Fig.3 compares conventional XD-GRASP to variable-density XD-GRASP with two different slice resolutions. Although respiratory motion can be resolved in all the images, improved sharpness can clearly be appreciated in variable-density XD-GRASP. Fig.4 shows the variable-density XD-GRASP images at different respiratory states from another volunteer, with significantly improved image quality comparing to standard NUFFT reconstruction without motion sorting. Fig.5 shows DCE-liver images at two contrast-enhancement phases, which demonstrate superior delineation of liver vessels when compared with variable-density GRASP without motion sorting.

Discussion

Variable-density XD-GRASP represents a robust method for rapid and continuous volumetric MRI. The new sampling approach combines the benefits of both stack-of-stars radial sampling and kooshball-type 3D radial sampling, enabling flexible slice resolution with robust and sufficient fat suppression and low sensitivity to eddy currents. Respiratory motion can be extracted directly from k-space data for motion-resolved sparse reconstruction.

Acknowledgements

Funding: NIH P41 EB017183.

The authors would like to acknowledge Florian Knoll for providing the GPU-implemented NUFFT toolbox for gridding operations in the image reconstruction 8.

References

[1] Block KT et al. JKSMRM 2014. [2] Glover GH et al. MRM 1992; Dec;28(2):275-89. [3] Feng L et al. MRM 2014; Sep;72(3):707-17. [4] Feng L et al. MRM 2015; Mar 25. doi: 10.1002/mrm.25665. [5] Feng L et al. ISMRM 2015; p27. [6] Piccini P et al. 2011; 66, 1049-1056 [7] Winkelmann S et al. IEEE TMI 2007; Jan;26(1):68-76. [8] Knoll F et al. ISMRM 2014; p4297.

Figures

Figure 1: (a) kz-t sampling patterns for conventional stack-of-stars (left) and variable-density stack-of-stars (right) trajectories. Variable-density stack-of-stars enables higher slice resolution for the same scan time. (b) Corresponding golden-angle sampling trajectories. Red lines indicate the fully sampled region along kz. (c) Extracted respiratory motion superimposed on the z-direction projection profiles.

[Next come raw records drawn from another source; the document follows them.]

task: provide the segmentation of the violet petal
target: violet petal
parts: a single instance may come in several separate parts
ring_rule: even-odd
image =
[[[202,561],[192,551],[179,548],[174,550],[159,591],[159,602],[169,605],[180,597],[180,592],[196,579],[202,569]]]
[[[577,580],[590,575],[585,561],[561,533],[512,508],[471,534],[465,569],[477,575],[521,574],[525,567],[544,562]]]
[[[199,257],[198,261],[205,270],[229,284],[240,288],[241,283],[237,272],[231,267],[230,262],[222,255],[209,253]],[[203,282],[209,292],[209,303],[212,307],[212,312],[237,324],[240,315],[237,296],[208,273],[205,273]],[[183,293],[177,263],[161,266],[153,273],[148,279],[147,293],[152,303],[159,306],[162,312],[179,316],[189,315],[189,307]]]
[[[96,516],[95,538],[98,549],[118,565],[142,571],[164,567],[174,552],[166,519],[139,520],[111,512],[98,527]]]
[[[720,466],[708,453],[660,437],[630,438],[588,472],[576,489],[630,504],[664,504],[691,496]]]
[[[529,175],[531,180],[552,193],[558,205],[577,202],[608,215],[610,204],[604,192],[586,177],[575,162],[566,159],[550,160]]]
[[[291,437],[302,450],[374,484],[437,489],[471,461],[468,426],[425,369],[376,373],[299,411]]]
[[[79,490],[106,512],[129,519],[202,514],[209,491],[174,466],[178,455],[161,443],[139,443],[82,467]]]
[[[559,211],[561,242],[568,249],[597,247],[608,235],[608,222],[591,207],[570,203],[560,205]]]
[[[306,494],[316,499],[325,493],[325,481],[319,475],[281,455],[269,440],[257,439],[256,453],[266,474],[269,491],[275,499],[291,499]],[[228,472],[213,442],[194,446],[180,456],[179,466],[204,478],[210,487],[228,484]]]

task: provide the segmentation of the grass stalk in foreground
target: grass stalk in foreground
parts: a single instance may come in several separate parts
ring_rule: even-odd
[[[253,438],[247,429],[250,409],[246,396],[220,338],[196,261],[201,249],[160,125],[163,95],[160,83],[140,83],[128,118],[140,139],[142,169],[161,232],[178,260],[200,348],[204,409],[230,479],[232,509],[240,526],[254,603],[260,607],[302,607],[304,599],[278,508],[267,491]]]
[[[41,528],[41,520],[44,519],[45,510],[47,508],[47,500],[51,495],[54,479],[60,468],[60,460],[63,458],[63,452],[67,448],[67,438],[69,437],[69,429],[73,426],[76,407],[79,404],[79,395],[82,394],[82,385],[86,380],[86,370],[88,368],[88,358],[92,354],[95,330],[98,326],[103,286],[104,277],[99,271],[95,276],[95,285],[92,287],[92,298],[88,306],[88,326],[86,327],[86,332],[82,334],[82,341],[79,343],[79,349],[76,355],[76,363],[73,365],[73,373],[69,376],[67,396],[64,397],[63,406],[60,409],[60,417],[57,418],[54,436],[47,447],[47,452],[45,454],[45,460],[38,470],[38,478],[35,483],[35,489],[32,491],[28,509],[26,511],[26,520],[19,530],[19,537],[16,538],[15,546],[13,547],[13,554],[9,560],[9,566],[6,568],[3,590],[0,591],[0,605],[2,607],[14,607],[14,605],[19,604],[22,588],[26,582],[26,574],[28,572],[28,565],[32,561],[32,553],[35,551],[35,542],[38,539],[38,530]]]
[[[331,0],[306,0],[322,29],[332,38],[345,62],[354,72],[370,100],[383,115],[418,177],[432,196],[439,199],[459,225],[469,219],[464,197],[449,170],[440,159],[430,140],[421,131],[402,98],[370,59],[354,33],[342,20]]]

Figure 2: (a-c) Non-contrast imaging protocols for conventional stack-of-stars sampling (a) and variable-density stack-of-stars sampling with different slice resolutions (b-c). (d) Imaging protocol for DCE-MRI using variable-density stack-of-stars sampling. TA: total acquisition time. Lines Per Shot: the number of k-space lines acquired at each rotation angle along kz.

Figure 3: Comparison of XD-GRASP using conventional stack-of-stars sampling (a) with variable-density XD-GRASP using the proposed variable-density stack-of-stars sampling with different slice resolutions (b-c). Improved slice resolution can be achieved with variable density XD-GRASP for the same scan time.

Figure 4: Variable-density XD-GRASP liver images at different respiratory states (b), with notable image quality improvement compared to standard NUFFT reconstruction without motion sorting (a).

Figure 5: DCE-liver images at different contrast-enhancement phases in different orientations. Better delineation of liver vessels and liver dome can be achieved with variable-density XD-GRASP.